When? (Software readiness)

This is all interesting discussion about accuracy of the camera but I have a slightly different take on it.

I simply don’t want the camera to claim sub-1/4" accuracy.

[Some speculation follows, but I feel pretty good about it]

Aside from the economic argument against it, anything that accurate will require a lot of work to maintain both on the GF side and on ours as end users. I think the “click and go” aspect of Glowforge is its strongest asset, and we’d lose a good bit of that if we chase down tighter placement accuracies that have diminishing returns (see economic argument above, and that’s only about the user’s economics, not the equation on GF’s side).
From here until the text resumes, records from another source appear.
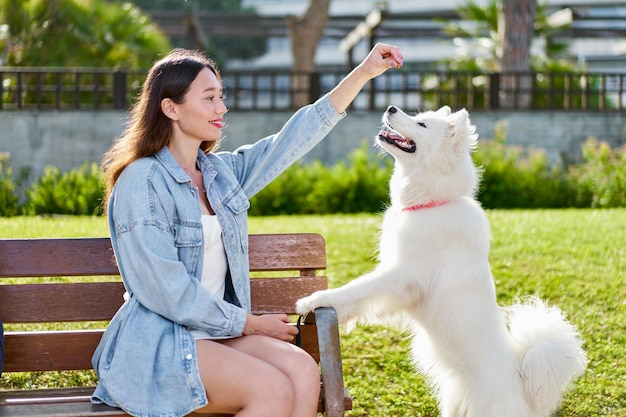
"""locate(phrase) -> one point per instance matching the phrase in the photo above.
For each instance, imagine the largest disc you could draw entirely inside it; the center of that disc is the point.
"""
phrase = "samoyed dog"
(433, 278)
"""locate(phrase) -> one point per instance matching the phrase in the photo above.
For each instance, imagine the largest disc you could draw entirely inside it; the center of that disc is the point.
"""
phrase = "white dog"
(433, 277)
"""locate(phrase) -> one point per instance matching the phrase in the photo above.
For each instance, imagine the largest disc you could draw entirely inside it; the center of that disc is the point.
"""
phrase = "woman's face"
(200, 117)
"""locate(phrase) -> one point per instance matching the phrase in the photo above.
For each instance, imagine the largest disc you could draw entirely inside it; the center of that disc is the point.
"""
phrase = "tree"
(220, 48)
(481, 29)
(305, 32)
(78, 33)
(515, 34)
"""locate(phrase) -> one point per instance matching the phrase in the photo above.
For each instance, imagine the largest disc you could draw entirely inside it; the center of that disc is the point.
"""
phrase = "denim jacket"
(146, 361)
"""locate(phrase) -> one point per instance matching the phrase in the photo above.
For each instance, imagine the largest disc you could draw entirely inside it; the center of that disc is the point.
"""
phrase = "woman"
(184, 341)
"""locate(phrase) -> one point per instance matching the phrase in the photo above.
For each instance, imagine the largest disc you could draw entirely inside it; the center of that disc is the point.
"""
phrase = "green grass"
(575, 259)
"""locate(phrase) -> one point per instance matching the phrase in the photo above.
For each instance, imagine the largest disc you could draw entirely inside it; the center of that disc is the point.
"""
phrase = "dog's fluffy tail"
(550, 352)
I don’t want to get my camera to pixel accuracy only to have it go out of whack because humidity changes caused my table to shift somewhat, and causes some torsion in my GF frame, thus negating all that perfect accuracy. I don’t want to put in a material piece that I didn’t even notice was very slightly warped, throwing off my accuracy to the point where I ruin a cut.

“…but these things don’t happen that often!” I can hear people saying. Not to you, but multiply that across all the people who use the GF in all the ways. People who keep the GF on a rolling cart. People who installed it in a non-climate-controlled garage. People who haven’t cleaned their lid camera lenses lately. People who installed a GF on a non-level surface. People who store their materials vertically vs horizontally. People who live in Minnesota and people who live in Puerto Rico and people who live in Austria, climate zones that are completely different from each other.
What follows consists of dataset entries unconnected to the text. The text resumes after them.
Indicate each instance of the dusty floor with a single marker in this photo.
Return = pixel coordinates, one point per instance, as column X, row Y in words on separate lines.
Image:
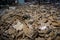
column 30, row 22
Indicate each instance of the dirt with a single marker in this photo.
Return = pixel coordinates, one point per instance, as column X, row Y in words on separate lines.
column 30, row 22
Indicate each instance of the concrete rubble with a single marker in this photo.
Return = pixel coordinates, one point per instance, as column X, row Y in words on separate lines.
column 30, row 22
There are just a tremendous number of variables in terms of physical installation; variables that don’t move the needle enough to upset the 1/4" limit, but will likely throw off predictions in the sub-mm range. It’s a daunting task to do what you’re calling for in anything but a highly controlled environment. I just don’t see the benefits outweighing the costs to try to account for all that.

From GF’s more practical persective, if they claimed more than 1/4" accuracy it would no doubt lead to a sharp uptick in support calls. We already see enough “my alignment is off” posts as it is, that would skyrocket. I think the worst case would be for GF to roll out a system that is highly susceptible to environmental changes like this, giving us false expectations is absolutely worse than giving us a reasonable margin of error.

Essentially, having a reasonable and true expectation is what I think is important here. If you need higher accuracy of placement (anything less than 1/4" officially, probably less in most machines), I say optimize your workflow for jigs. You’ll save time, effort, materials, and frustration if you do.

[As an aside, and not to get too far off track, that’s where I think GF should be investing its development efforts: give us a dang pause action so jigging gets simpler and faster. They’re killing me over here.]